Take "Kumbaya," for example.

Barnwell said Kumbaya originates from the Gullah language, a combination of African and West African languages and English, spoken on the Georgia Sea Islands.

"It means, 'Come by here, Lord.' And that is an invocation. So it's never sung like 'Kumbaya, my Lord, Kumbaya,'" Barnwell explained, singing a line from the familiar, peaceful tune. "It's much more intense than that, because whatever the situation is that's making you sing it, that's intense, and you don't have a solution for it."

And that's just one song.

"When people understand the music, understand the language of the music and the history of the music, they give it a different kind of response," Barnwell said. "So part of it is learning about the history and the worldview."

The other part, Barnwell said, is the musical journey: from rhythms, chants and traditional African songs to slave spirituals to songs from the Civil Rights Movement to hymns, gospels, blues, jazz, rock and roll.

"I want people to understand that journey, and we sort of sing our way through it," she said.

The singing, the learning, is done in the oral tradition.

"People will not be required to read music. They won't be given any music. They will hear it from my mouth, and then they'll do it," Barnwell said. "And they always do."

After attending the workshop at Omega Institute in New York, Fisler hoped to bring the experience to Williamsburg. So in 2015, she began building the team to make that hope a reality.

The workshop is sponsored by All Together, the College of William and Mary's Lemon Project, Africana Studies Program and Music Department, as well as Williamsburg Unitarian Universalists and the Colonial Williamsburg Foundation.

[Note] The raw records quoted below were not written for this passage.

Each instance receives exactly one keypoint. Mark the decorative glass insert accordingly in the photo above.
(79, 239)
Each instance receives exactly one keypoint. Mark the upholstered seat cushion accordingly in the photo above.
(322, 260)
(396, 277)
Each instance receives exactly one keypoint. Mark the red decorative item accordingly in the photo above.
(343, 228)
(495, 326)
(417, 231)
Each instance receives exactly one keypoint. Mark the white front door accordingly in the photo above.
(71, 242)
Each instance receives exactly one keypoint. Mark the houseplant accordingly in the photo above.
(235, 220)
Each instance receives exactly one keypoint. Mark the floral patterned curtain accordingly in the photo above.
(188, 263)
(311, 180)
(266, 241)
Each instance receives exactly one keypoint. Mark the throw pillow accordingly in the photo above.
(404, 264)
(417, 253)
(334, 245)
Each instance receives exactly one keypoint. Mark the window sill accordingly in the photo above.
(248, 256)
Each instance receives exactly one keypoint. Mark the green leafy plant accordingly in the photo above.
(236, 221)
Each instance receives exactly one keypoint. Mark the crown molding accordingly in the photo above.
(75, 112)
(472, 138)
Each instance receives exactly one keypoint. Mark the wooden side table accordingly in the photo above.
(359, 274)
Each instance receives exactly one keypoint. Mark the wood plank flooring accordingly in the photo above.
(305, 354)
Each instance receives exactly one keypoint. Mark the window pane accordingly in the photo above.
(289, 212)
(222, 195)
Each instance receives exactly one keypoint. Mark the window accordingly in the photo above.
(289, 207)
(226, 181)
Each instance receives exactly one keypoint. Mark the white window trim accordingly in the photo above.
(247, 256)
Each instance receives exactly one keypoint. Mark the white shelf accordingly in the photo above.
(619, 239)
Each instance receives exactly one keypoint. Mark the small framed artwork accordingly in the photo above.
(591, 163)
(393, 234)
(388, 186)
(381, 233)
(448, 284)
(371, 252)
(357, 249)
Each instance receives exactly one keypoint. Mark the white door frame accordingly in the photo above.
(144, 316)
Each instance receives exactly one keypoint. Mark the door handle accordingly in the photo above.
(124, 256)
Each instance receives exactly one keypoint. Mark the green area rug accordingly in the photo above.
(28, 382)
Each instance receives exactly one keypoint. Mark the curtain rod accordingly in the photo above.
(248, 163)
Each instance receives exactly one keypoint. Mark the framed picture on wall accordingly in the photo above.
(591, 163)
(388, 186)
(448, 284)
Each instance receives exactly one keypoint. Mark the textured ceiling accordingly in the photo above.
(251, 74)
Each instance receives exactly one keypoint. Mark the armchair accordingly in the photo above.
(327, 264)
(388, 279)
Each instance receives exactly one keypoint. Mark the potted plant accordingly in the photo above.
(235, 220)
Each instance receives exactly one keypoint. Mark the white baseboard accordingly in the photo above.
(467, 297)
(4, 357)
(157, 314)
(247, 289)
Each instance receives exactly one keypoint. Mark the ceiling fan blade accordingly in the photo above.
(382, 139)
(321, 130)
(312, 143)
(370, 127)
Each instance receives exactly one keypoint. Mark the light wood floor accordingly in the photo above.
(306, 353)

Williamsburg Community Foundation also provided funding for the workshop, which will occur Jan. 27 and 28.

"People I think begin to have a different understanding of rhythm, and just a different understanding in general, if they've not experienced this before," Barnwell said. "A different understanding of the cultures that the music came from, the purpose of the music, the fact that African and African American music always means something."

Jody Allen, managing director of The Lemon Project, thought the workshop fit well with the project, which addresses the 300-year relationship between African Americans and the college.

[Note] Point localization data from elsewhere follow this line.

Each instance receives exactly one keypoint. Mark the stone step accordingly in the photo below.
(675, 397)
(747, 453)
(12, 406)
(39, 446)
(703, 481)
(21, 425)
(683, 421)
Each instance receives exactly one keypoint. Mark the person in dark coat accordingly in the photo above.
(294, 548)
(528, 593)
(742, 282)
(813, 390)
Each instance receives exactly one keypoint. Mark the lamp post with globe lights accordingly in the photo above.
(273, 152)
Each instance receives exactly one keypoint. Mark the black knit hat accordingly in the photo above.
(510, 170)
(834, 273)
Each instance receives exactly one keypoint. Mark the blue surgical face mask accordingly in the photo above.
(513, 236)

She sees the workshop as an enjoyable way to spark needed conversation.

"Sometimes we need to have difficult discussions, but they're often difficult to have, and one way to do that is to set up an environment that is warm and welcoming but also conducive to discussion about race and about culture and civility," Allen said. "(The workshop) seems like a good way to set the right kind of environment that will lead to open, honest discussion."

Bridges can be reached by phone at 757-345-2342.

Building a Vocal Community

When: 6-9 p.m., Jan. 27 and 9 a.m.-4 p.m., Jan. 28, 2017

Where: Williamsburg and Mary School of Education, 301 Monticello Ave.